I can't wait for Saturday!!! GBO!!!


----------



## SpotandStalk (Sep 29, 2016)

Something tells me UGA will be ready. It should be a close physical ballgame. 

It will be interesting to see if UT can play a full 4 quarters in a hostile environment. If yall win there should be nothing holding the Vols back from a trip to Atl.


----------



## KYBobwhite (Sep 29, 2016)

*I don't have a warm fuzzy about this game*

We still haven't played 4 quarters yet. Not sure what the deal is.


----------



## joepuppy (Sep 29, 2016)

At least we are playing the last two quarters. Last year it was the first two. Butch gonna tie it all together and have a team before too long.


----------



## hayseed_theology (Sep 30, 2016)

Some of y'all still need to get in on the avatar bet!

http://forum.gon.com/showthread.php?t=881355


----------



## AccUbonD (Oct 1, 2016)

...


----------



## AccUbonD (Oct 1, 2016)

Gbo


----------



## AccUbonD (Oct 1, 2016)

So what's y'all opinion on sitting Hurd second half? I say sit him


----------



## toyota4x4h (Oct 1, 2016)

Wow. I have hypertension but 5-0 is 5-0


----------



## BuckNasty83 (Oct 1, 2016)

AccUbonD said:


> So what's y'all opinion on sitting Hurd second half? I say sit him



We got the W, but I'm still confused on why he was benched? Just for Kamara to get some touches,  I guess?


----------



## Browning Slayer (Oct 1, 2016)

Good game Vols! What a game! This win might beat the kick6 vs Bama! Good job!


----------



## BuckNasty83 (Oct 1, 2016)

Browning Slayer said:


> Good game Vols! What a game! This win might beat the kick6 vs Bama! Good job!



A miracle catch + Class and Slayer? I must be dreaming


----------



## AccUbonD (Oct 1, 2016)

BuckNasty83 said:


> We got the W, but I'm still confused on why he was benched? Just for Kamara to get some touches,  I guess?



Loafing into endzone and then fumble.


----------



## BuckNasty83 (Oct 1, 2016)

AccUbonD said:


> Loafing into endzone and then fumble.



Yeah,  but he played after that and got a TD


----------



## AccUbonD (Oct 1, 2016)

BuckNasty83 said:


> Yeah,  but he played after that and got a TD



I'm just guessing but he didn't want to change the game plan during game and waited till halftime to make the adjustments without Hurd or it could be something totally different.


----------



## Browning Slayer (Oct 1, 2016)

BuckNasty83 said:


> A miracle catch + Class and Slayer? I must be dreaming



Heck man, I wasn't upset! I was expecting the Vols to beat us by 3 td's or so! Glad we made it a game! And a heck of a game it was! Down to the last second! 
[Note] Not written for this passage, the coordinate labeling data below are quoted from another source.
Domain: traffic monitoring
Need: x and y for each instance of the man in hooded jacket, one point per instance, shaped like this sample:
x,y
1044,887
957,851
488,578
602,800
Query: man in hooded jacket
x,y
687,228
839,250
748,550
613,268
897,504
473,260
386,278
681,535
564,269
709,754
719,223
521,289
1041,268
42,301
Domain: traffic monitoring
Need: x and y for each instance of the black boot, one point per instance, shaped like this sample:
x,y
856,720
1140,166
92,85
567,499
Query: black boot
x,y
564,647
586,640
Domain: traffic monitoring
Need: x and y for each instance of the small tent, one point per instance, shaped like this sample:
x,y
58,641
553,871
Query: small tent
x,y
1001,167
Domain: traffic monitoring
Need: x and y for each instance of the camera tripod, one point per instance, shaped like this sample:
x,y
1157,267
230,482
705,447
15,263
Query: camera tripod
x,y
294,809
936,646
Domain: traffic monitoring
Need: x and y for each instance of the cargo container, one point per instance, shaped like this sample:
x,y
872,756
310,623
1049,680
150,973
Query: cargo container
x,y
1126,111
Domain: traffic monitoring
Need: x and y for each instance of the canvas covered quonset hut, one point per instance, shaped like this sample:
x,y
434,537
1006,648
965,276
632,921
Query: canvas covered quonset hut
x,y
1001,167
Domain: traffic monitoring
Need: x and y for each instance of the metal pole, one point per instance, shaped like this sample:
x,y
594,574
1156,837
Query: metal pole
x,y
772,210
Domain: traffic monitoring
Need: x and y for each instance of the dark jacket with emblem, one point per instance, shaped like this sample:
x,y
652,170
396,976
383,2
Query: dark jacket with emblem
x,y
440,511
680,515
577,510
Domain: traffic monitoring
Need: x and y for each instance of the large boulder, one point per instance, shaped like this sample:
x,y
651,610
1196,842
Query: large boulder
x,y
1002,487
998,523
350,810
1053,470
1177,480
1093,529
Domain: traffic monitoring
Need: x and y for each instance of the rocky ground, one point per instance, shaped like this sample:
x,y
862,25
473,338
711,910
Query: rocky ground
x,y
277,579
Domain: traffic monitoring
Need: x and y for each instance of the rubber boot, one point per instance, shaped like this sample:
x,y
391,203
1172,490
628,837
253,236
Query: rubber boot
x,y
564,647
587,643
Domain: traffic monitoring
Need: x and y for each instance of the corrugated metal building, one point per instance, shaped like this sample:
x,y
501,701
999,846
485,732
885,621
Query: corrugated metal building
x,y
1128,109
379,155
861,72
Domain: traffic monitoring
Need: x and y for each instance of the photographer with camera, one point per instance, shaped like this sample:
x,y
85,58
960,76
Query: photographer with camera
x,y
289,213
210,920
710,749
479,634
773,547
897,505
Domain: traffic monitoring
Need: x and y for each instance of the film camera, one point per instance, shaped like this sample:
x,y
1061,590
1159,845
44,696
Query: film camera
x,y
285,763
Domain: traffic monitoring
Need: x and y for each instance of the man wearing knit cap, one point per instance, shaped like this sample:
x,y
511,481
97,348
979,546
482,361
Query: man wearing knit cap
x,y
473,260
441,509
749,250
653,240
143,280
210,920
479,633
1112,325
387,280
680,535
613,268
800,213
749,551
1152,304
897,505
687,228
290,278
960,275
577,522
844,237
Good win Vols! This game will go down in history! Watch out for Eason.. The boy is on the rise!


----------



## Pickler84 (Oct 1, 2016)

Go Vols


----------



## Pickler84 (Oct 1, 2016)

To the top. Go Vols


----------



## TNGIRL (Oct 2, 2016)

I was really excited and happy that TN created a miracle! God loves the Volunteer Nation!!!

Hey Hugh....where's my hug!!!!????


----------



## joepuppy (Oct 2, 2016)

Just recovered from my mini stroke. That was the best game I've seen in a long time.  eason is gonna be tough to deal with next year. he is for real. We squeaked by and somehow got it done.


----------



## toyota4x4h (Oct 2, 2016)

Any qb can be nuetralized with a good d line and pass rush. We got to him a few times but not like I had though we would. We have gurantano waiting in the wings I'd take Jarrett any day.


----------



## joepuppy (Oct 2, 2016)

Bump to the top. Go Vols!!!


----------



## toyota4x4h (Oct 3, 2016)

Game week! Can we pull another rabbit out of the hat? Id prefer they don't keep playing like this as my heart and liver cant handle much more lol. They remind me of the fsu team a few years back..stink it up first half then find a way in the end. A&M is due to collapse soon as they always do OR are they for real? Sanford was like playing at Vandy compared to how loud itll be in college station. It will be interesting to see how it plays out! GBO!


----------



## toyota4x4h (Oct 3, 2016)

Hurd isn't hurt also hes practicing today. From what im hearing after he scored on that td catch he mouthed off to Jones or another coach and Jones sat him from then on.


----------



## KYBobwhite (Oct 3, 2016)

So I assume that Maybin and Kirkland are still out?


----------



## toyota4x4h (Oct 3, 2016)

He didn't say in his presser today or he said it first thing I missed the beginning.


----------



## AccUbonD (Oct 3, 2016)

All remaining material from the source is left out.